Avec quelles personnalités artistiques avez-vous déjà travaillé dans le monde ?
J’ai travaillé avec Henri Dikongue, Krotal, Queen Eteme, Sissi Dipoko, feu Bébé Manga, Manu Dibango, Kareyce Fotso, Ismaelo du Sénégal, Amy Koita du Mali, Monique Seka de la Côte d'Ivoire

Que veut dire « Minga Atan » ? Quel est le message principal de cette chanson ?
" Minga atan " signifie la femme rurale et le message principal de cette chanson est que la femme rurale est plus que celle qui va aux champs tout en se limitant aux travaux ménagers

Quels sont vos projets artistiques ?
La sortie officielle de mon deuxième album, d’ici à avril si Dieu le veut bien ; le tournage des premiers clips de l'album à venir ; terminer l'écriture de ma 2eme pièce de théâtre musicale « la veuve blanche » ; Organiser la quatrième édition du festival « DEMAIN AU FEMININ » en août ; Organiser la gestion des programmations du festival international Rific (rencontres internationales des films courts).
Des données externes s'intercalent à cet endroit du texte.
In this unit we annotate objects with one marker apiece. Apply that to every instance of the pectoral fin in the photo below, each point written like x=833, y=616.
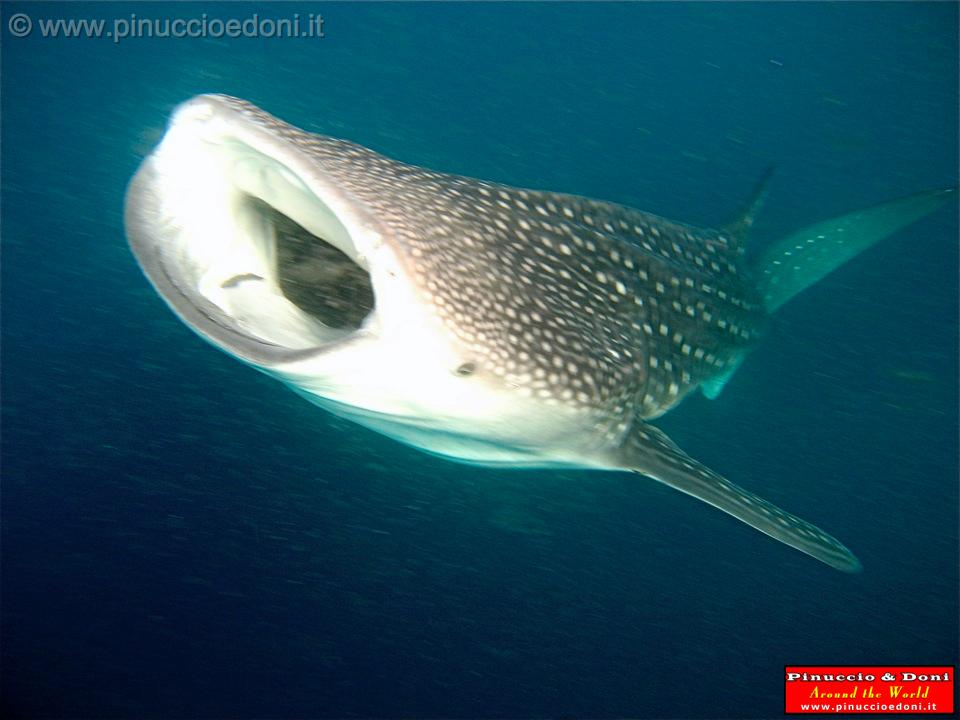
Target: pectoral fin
x=650, y=452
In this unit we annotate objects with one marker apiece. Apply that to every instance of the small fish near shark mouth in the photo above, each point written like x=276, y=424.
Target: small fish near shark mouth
x=477, y=321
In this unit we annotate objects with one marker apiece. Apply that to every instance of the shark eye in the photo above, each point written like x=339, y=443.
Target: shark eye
x=314, y=275
x=466, y=369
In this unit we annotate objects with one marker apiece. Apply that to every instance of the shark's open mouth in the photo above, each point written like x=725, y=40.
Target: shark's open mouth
x=252, y=251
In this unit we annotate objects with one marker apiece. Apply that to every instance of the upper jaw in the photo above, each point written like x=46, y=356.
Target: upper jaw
x=224, y=216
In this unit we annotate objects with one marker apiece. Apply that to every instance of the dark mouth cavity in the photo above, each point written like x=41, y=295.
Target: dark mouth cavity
x=315, y=276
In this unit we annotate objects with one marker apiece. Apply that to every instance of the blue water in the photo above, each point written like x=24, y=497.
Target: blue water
x=182, y=537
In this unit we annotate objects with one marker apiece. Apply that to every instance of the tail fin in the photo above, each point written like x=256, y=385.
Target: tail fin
x=741, y=224
x=796, y=262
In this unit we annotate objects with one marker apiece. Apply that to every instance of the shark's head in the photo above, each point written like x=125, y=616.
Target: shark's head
x=292, y=251
x=250, y=240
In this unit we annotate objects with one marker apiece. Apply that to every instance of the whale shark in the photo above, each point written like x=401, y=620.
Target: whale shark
x=481, y=322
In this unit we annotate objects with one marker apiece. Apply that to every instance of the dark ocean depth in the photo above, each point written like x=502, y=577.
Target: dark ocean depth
x=182, y=537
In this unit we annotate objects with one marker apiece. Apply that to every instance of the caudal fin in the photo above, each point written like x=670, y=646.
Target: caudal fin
x=796, y=262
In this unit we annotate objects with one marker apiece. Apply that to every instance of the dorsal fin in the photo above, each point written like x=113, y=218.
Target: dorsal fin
x=741, y=224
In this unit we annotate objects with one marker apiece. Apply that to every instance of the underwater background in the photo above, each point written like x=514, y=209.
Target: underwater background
x=183, y=537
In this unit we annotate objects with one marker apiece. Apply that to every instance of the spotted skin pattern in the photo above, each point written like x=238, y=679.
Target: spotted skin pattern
x=612, y=313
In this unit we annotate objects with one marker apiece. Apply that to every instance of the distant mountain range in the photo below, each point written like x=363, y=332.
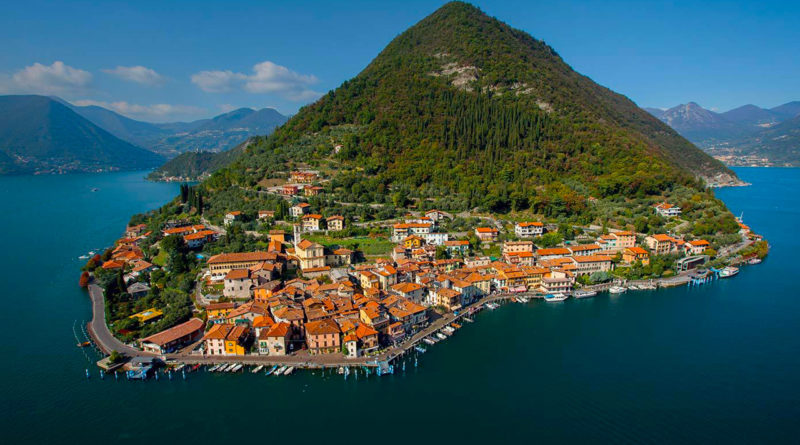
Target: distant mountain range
x=40, y=134
x=171, y=139
x=747, y=135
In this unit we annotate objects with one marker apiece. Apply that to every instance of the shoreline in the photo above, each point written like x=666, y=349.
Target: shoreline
x=324, y=361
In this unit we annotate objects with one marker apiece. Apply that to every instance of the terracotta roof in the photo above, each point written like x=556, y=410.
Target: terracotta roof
x=406, y=287
x=238, y=274
x=278, y=330
x=553, y=251
x=220, y=306
x=175, y=332
x=322, y=327
x=591, y=258
x=238, y=257
x=662, y=237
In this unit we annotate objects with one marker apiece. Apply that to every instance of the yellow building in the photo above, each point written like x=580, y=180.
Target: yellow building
x=227, y=339
x=221, y=264
x=147, y=315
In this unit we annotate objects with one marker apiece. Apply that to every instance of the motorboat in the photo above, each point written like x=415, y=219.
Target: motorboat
x=584, y=293
x=555, y=297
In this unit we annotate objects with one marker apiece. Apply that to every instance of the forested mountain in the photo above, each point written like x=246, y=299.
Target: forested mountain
x=170, y=139
x=465, y=106
x=39, y=135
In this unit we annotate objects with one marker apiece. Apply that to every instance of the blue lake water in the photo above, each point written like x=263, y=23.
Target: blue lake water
x=719, y=363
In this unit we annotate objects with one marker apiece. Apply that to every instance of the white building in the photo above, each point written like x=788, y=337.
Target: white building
x=667, y=210
x=528, y=229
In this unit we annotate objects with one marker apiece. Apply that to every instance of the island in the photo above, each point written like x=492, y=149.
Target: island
x=467, y=165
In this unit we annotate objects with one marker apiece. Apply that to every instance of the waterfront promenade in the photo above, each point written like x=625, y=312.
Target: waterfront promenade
x=98, y=328
x=105, y=340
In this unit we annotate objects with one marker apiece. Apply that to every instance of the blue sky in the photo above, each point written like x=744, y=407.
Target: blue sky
x=182, y=60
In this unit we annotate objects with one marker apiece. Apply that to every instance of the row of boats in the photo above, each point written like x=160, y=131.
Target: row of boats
x=236, y=367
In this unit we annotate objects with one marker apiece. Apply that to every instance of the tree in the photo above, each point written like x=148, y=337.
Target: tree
x=115, y=357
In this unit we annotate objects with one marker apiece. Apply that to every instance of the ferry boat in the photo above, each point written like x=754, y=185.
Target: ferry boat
x=555, y=297
x=584, y=293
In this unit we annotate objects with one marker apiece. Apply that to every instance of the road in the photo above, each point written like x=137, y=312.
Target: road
x=98, y=328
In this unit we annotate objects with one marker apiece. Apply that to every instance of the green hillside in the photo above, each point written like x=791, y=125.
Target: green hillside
x=465, y=107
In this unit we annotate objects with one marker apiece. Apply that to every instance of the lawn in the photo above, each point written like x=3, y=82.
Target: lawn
x=160, y=260
x=369, y=246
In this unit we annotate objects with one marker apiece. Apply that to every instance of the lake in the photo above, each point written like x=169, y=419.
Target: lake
x=717, y=363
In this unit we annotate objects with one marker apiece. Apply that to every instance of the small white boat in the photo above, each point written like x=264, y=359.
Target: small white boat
x=555, y=297
x=584, y=293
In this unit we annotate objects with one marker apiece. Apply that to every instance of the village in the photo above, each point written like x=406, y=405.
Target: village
x=301, y=298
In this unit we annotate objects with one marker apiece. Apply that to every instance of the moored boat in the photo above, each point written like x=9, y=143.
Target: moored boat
x=584, y=293
x=555, y=297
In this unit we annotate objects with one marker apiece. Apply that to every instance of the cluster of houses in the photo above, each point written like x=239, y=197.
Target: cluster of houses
x=336, y=306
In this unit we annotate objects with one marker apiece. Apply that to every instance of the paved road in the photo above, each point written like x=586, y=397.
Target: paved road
x=99, y=329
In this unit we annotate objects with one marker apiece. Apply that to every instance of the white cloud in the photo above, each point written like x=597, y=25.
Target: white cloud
x=154, y=111
x=58, y=78
x=217, y=81
x=267, y=77
x=137, y=74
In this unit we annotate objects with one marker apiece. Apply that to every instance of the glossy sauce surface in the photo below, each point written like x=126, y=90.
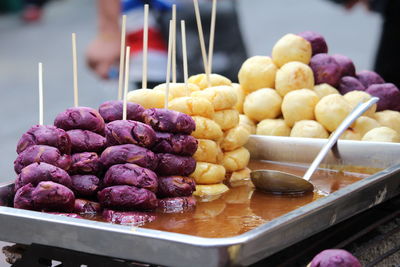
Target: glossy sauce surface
x=243, y=208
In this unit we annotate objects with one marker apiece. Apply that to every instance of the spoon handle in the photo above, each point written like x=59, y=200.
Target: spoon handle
x=354, y=114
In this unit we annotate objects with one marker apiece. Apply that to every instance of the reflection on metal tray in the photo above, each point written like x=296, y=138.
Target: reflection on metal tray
x=158, y=247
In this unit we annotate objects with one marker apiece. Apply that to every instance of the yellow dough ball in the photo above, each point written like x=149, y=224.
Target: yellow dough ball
x=257, y=72
x=309, y=129
x=210, y=190
x=382, y=134
x=299, y=105
x=240, y=97
x=293, y=76
x=262, y=104
x=222, y=97
x=193, y=106
x=331, y=110
x=364, y=124
x=235, y=138
x=325, y=89
x=148, y=98
x=208, y=151
x=273, y=127
x=289, y=48
x=208, y=173
x=248, y=123
x=215, y=80
x=206, y=129
x=236, y=160
x=389, y=118
x=226, y=119
x=350, y=134
x=356, y=97
x=177, y=89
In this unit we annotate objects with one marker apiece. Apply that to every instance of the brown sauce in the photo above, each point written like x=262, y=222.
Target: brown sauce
x=243, y=208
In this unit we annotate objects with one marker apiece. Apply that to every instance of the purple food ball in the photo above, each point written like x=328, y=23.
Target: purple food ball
x=112, y=111
x=368, y=78
x=131, y=174
x=86, y=141
x=175, y=186
x=83, y=118
x=179, y=144
x=85, y=185
x=347, y=67
x=131, y=218
x=129, y=132
x=348, y=84
x=85, y=163
x=45, y=135
x=169, y=164
x=165, y=120
x=39, y=172
x=42, y=153
x=86, y=206
x=317, y=41
x=389, y=96
x=129, y=153
x=176, y=204
x=326, y=69
x=335, y=258
x=127, y=198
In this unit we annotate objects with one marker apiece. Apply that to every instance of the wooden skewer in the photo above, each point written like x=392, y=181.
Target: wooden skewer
x=145, y=45
x=167, y=79
x=201, y=37
x=40, y=93
x=124, y=107
x=75, y=69
x=174, y=43
x=212, y=33
x=121, y=57
x=184, y=57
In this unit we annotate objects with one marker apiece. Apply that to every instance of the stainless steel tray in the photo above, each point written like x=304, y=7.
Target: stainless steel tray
x=164, y=248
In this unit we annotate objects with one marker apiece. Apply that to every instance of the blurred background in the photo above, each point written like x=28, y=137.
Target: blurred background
x=354, y=33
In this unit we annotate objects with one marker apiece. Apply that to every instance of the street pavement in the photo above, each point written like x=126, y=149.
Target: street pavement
x=353, y=33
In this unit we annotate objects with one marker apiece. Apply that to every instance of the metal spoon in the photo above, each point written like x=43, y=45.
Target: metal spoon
x=286, y=183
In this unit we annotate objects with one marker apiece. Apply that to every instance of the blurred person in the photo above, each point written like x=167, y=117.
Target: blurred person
x=387, y=56
x=103, y=53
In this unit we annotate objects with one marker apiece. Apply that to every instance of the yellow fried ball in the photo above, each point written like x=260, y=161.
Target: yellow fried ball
x=193, y=106
x=235, y=138
x=293, y=76
x=289, y=48
x=331, y=110
x=226, y=119
x=236, y=160
x=240, y=97
x=356, y=97
x=248, y=123
x=325, y=89
x=148, y=98
x=257, y=72
x=177, y=89
x=208, y=173
x=273, y=127
x=299, y=105
x=222, y=97
x=382, y=134
x=208, y=151
x=389, y=118
x=364, y=124
x=309, y=129
x=262, y=104
x=215, y=80
x=206, y=129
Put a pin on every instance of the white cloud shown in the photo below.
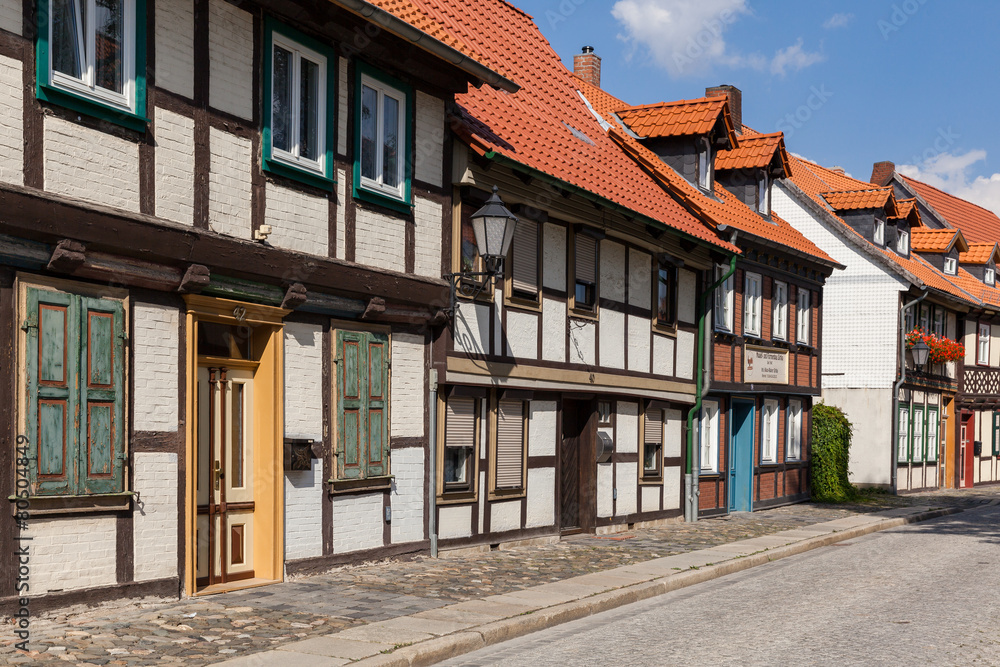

Quels messages voulez-vous partager avec la jeunesse qui écoute vos œuvres ?
Si je peux partager des messages à la jeunesse qui m’écoute, c'est avant tout que je la remercie de m'écouter et d'aimer mon travail. Ensuite, je dirai que le travail bien fait n'est jamais ingrat. La facilité dans laquelle certains jeunes voudraient basculer n'apporte rien de bien à long terme. La musique n'est pas un secteur que l'on choisit parce qu'on a tout essayé et rien n'a marché, c'est un métier honorable qu'il faut respecter. Enfin, je dirai que la confiance en soi même et en Dieu est essentiel pour avancer aussi. Merci beaucoup.